Call me old-fashioned. Loving blogs has nothing to do with me not loving the newer stuff. I love Twitter, Facebook, Google+ and other places to publish, share and connect too, but I have a soft spot for blogs. It was a punch in the gut yesterday to read this tweet from Gina Trapani: "Wow, Google Reader shutting down. It really IS the end of blogging and old school newsreaders. Watch for ‘Subscribe in Google+.’" So, am I supposed to forget about this blog and just post what I’m thinking about on Google+ or Facebook or tumblr or whatever? It got me down to find out that Google has decided to stop the service of Google Reader (you can read more about it here: Google Reader lived on borrowed time: creator Chris Wetherell reflects).
Confession time.
I was a die-hard user and evangelist for Google Reader. So much so, that I encouraged everyone I met to use Google Reader as a way to stay on top of the best blogs and even manage Google Alerts (if you don’t want to fill up your inbox). It is the first tab when I open my web browser (which is Google Chrome). It is filled with hundreds (maybe thousands) of blogs, websites and more that provide me with a curated view of what’s most important to me to do my job better. I haven’t looked at Google Reader in months. Maybe longer. What happened? By connecting to the right people in places like Twitter and Facebook, all of you have – essentially – become a way better engine of curation. If something is really important, you tweet it or post it on Facebook or Google+, and the information comes to me. Since I’m confessing here, email has also become a powerful way to keep me informed. I subscribe to many e-newsletters (like Mashable, MediaPost and more) that provide me with a quick glance into what’s going on. So, as much as I love Google Reader, recommend it and think it’s a great tool, I don’t really use it.

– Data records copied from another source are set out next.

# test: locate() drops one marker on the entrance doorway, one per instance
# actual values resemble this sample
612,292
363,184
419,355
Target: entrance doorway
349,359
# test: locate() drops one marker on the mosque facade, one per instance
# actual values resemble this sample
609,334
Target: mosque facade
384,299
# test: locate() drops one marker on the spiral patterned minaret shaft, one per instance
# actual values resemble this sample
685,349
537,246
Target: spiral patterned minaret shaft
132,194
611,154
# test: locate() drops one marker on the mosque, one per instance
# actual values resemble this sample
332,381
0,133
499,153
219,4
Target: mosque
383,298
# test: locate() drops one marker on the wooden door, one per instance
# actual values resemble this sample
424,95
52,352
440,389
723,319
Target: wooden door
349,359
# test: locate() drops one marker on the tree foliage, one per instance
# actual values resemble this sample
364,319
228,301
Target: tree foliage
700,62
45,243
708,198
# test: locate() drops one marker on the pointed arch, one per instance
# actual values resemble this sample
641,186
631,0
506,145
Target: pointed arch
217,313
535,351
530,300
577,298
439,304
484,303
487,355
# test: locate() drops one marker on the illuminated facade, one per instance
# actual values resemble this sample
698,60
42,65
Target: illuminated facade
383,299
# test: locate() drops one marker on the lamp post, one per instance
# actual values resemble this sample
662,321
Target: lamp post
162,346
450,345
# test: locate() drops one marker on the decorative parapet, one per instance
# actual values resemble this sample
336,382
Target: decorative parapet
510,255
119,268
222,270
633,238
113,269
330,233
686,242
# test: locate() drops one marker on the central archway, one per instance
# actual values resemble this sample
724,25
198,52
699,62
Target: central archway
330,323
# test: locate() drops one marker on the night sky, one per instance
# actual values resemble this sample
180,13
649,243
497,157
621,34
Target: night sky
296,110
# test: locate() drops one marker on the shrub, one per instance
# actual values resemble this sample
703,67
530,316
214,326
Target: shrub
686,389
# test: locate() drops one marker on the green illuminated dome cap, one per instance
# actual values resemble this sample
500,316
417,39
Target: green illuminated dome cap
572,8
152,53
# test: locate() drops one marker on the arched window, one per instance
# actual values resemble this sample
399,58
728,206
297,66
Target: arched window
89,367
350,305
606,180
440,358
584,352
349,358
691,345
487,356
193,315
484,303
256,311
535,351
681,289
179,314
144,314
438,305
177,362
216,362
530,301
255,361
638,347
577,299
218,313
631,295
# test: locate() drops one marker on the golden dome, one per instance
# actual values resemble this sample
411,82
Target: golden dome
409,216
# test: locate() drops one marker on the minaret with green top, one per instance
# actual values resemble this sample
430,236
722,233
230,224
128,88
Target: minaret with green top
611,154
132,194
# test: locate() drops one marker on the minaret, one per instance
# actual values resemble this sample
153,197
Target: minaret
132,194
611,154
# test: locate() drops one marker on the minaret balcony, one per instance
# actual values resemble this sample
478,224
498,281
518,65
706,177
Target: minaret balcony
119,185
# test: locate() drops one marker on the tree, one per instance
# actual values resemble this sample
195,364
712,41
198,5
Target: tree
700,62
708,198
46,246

This isn’t the end of blogs.
From what I can gather, Google Reader was a very niche product. It was great for me, maybe great for you and a bunch of journalists and media folks, but the general public never latched on the the magic that is RSS. Once Mark Zuckerberg and the crew at Facebook, turned all of our individual profile pages into a newsfeed and put RSS behind the curtain, RSS disappeared out of our zeitgeist and into a line of code that social platforms use to pull information from one page of content to another. The original power of blogging wasn’t really in the ease of publishing, it was in the power to subscribe to a blog and be notified when a blogger updated their space. RSS was the next generation of newsfeed, and it was a key driver in making blogging popular and accessible. So, in one sense, Trapani is right: old school newsreaders may have been replaced by things like Flipboard and others, but this better not be the end of blogging.
Please don’t stop the blogging.
For my dollar, blogging isn’t about RSS, newsreaders or any of that stuff. Blogging is this: the ability for anybody to have a thought and publish that thought – in text (supported by images, audio, video and whatever) – instantly and for free for the world to share. My fear is that when Google Reader goes and Feedburner could be next (which has been on a deathwatch), that it diminishes the ways in which people can find, share and add to this type of content. Blogs are important. This isn’t the end of blogging. That being said, I am curious to know how people find and discover blogs? Are we truly in the day and age when if you’re not on Twitter at a specific time to see a specific tweet about a single blog post, that blogging suddenly becomes the sound of a tree falling in the forest? I hope not. In the meantime, Mashable offers this up: Check Out These Google Reader Alternatives.
What’s you take? Is this the end of blogging or is Google Reader simply not a viable business?